The Lovely and the Lost

Luc’s talons had barely touched down on H?tel Bastian’s flat roof when a flood of hot white light split the night sky. It poured over him, searing his scales, but it was a warm caress compared to what Luc knew was coming. An angel’s burn.

 

Gabby had gotten herself hurt, and Luc hadn’t been there to protect her. He hadn’t even known she had sneaked out of the rectory. He’d been so focused on Ingrid, on getting her up to that tower, and on hiding from Dimitrie. Which infuriated him. He shouldn’t have to hide from anyone while on his own territory.

 

“You have erred,” Irindi said.

 

The gravel beneath Luc’s talons shook when she spoke. He couldn’t look at her, not directly. Her presence forced him into a neat bow, his forehead a spare inch from the crushed gravel and snow, his wings spread out behind him. From the corner of his eye he could see the pearly contours of her lithe shape, though she had no solid features. She was nothing but a quivering mass of radiance. Irindi was what an angel of the Order was supposed to look like. Nothing like Axia and her grotesque form, stripped of her angelic glow and power.

 

The roof door opened, and to Luc’s deep humiliation, a human emerged. Here he was, stuck in his scales, bowing like a fool to something this Alliance human couldn’t see. To the human, the only change at all was an unexpected whipping wind. No light, no heat, no radiant shine, and certainly no chiming, monotone voice telling Luc that he had failed.

 

Irindi got on with it. The angel’s burn seared into Luc’s scales along his back. It ripped through the steel-like armor, and though he wanted to groan in pain, he swallowed the urge. He wouldn’t look any more of a fool in front of this Alliance member than he already did. At least the human stood back in silence, as if completely aware of what was happening to Luc.

 

And then Irindi’s glow was gone. All that was left was the sizzling echo of her punishment. Luc surged to his feet. Remaining in true form, he stalked toward the roof door and the Alliance member standing patiently on its threshold.

 

The man stood aside and allowed Luc to take the stairs first.

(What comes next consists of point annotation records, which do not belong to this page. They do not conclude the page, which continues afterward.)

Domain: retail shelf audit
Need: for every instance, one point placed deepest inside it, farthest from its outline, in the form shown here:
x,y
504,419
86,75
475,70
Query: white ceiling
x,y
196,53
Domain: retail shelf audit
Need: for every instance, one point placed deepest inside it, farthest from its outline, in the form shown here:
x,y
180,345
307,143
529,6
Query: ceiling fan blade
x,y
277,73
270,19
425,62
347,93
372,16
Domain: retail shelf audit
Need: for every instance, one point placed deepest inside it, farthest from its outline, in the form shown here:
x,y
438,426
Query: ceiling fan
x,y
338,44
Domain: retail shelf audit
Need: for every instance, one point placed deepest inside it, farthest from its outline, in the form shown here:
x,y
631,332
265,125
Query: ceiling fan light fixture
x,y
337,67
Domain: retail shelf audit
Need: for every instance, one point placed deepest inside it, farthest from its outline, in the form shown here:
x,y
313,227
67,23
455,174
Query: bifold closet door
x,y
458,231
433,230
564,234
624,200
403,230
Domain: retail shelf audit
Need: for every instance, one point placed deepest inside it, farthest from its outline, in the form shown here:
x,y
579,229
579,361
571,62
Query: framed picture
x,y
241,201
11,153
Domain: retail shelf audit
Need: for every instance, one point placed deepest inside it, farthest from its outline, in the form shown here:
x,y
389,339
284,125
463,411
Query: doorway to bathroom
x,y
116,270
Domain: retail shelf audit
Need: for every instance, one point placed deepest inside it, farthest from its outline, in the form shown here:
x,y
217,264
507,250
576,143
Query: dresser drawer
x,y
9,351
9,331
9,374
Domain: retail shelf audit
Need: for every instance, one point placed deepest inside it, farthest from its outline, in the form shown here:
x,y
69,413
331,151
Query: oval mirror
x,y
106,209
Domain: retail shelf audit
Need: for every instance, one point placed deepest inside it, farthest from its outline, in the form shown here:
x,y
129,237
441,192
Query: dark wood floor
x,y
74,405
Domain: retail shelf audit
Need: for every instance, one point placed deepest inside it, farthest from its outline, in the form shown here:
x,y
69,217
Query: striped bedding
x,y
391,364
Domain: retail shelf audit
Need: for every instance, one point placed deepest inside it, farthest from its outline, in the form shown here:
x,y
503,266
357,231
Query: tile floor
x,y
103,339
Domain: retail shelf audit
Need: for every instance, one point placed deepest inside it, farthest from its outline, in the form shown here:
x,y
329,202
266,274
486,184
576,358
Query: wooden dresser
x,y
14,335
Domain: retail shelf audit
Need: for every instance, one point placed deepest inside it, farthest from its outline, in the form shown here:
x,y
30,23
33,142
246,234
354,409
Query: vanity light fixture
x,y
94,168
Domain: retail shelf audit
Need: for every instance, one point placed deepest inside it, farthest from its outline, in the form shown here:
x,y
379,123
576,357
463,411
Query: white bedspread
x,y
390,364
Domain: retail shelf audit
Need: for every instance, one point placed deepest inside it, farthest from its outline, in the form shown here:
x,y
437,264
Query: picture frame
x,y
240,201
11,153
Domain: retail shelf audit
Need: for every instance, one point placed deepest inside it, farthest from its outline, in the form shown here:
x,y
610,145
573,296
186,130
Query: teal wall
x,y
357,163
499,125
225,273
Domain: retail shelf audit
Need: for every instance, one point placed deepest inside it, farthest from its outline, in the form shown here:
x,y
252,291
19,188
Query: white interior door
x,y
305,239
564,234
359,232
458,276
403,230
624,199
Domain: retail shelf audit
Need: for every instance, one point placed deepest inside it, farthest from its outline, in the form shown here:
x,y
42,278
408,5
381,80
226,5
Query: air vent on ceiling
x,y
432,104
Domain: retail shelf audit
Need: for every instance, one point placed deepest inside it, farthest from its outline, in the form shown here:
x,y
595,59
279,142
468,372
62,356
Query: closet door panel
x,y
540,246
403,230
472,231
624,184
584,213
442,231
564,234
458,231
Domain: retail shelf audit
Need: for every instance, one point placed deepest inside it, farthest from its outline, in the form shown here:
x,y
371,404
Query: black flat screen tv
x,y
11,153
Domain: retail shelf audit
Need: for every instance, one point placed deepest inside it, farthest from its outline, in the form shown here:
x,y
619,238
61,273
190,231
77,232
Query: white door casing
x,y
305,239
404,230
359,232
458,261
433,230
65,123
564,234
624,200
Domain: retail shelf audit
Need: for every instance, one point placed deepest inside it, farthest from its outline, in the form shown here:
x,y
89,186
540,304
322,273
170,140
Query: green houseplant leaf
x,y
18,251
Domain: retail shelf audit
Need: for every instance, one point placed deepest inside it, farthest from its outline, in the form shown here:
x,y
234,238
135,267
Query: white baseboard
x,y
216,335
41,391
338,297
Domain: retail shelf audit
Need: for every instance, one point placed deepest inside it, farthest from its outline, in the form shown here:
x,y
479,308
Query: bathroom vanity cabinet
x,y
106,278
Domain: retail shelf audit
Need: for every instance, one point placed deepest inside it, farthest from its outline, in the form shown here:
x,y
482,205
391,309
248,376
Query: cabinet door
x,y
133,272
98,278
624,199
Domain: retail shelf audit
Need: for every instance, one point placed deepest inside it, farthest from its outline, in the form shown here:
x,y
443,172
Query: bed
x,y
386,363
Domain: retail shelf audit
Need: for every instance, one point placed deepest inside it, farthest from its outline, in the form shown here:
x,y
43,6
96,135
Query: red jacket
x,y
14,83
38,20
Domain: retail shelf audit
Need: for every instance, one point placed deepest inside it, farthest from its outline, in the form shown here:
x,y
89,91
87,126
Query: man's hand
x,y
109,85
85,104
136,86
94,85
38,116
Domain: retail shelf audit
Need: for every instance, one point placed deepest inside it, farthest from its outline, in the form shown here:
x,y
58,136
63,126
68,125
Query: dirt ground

Luc didn’t need to be shown the way. He had caught Gabby’s heady scent like a fist in the kidney earlier, and he’d been following it ever since. Her location had changed, though, and his destination had gone from a park along rue de Babylone to the town house along rue de Sèvres.

 

As soon as he crashed through the door and saw Gabby lying on the table, her eyes wide and cheeks burning, Luc felt the release of his true form. As if a finger had come off a trigger, everything inside him loosened and his muscles and bones shrank and slid back into their human places. His scales turned to skin.

 

Gabby jerked her chin up and fixed her eyes firmly on the ceiling.

 

“Ugh, why must you all be so naked?” she groaned, and Luc knew for certain that she was all right.

 

Dimitrie stepped away from Gabby’s table. He, too, was in human form. He looked even younger and scrawnier without clothing.

 

How had Dimitrie gotten to her first? Luc had only felt her fear in the moments before an echoing pain slammed into his shoulder, signaling her wound—and setting his punishment in stone.

 

“It was an appendius,” Nolan informed him, moving away from the table to give Luc space to work.

 

Without a word, the Alliance member from the roof plucked one of the knives strapped to his vest and held it out to Luc. He took it, drew the blade across his hand, and built a well of blood in his closed fist. He crossed the room, his eyes on Dimitrie—why hadn’t he given Gabby his own blood yet? Luc opened his hand and pressed his palm against the deep tear along her shoulder.

 

She squeaked in pain.

 

“It’s better than—” Luc stopped as his hand started to itch. Within a second, it felt like he’d pressed his hand against the glowing end of a cattle brand. He ripped his hand away and clutched it at the wrist.

 

Gabby lifted her head, concerned. “Luc?”

 

The skin covering his hand had turned a mottled gray, sickly and ancient compared to the skin that joined it at the wrist.

 

“Bloody hell,” Nolan ground out. “I’m sorry, Luc—I administered mercurite.”

 

Luc tucked his hand close to his body, his fingers stiffened open.

 

“You could have warned me,” Luc growled.

 

“What is it? What happened to him?” Gabby resisted Nolan’s attempts to keep her down on the table. She pushed herself up into a sitting position, though not without a grimace of pain.

 

“It’s nothing,” Luc said, just as Dimitrie said, “The mercurite.”

 

The glare with which Luc speared Dimitrie shut him up fast.

 

Nolan took over rubbing Luc’s blood into Gabby’s shoulder and explained to her anyway. “They can’t touch mercurite. The mercury and silver poisons them—a lot faster than it does us.”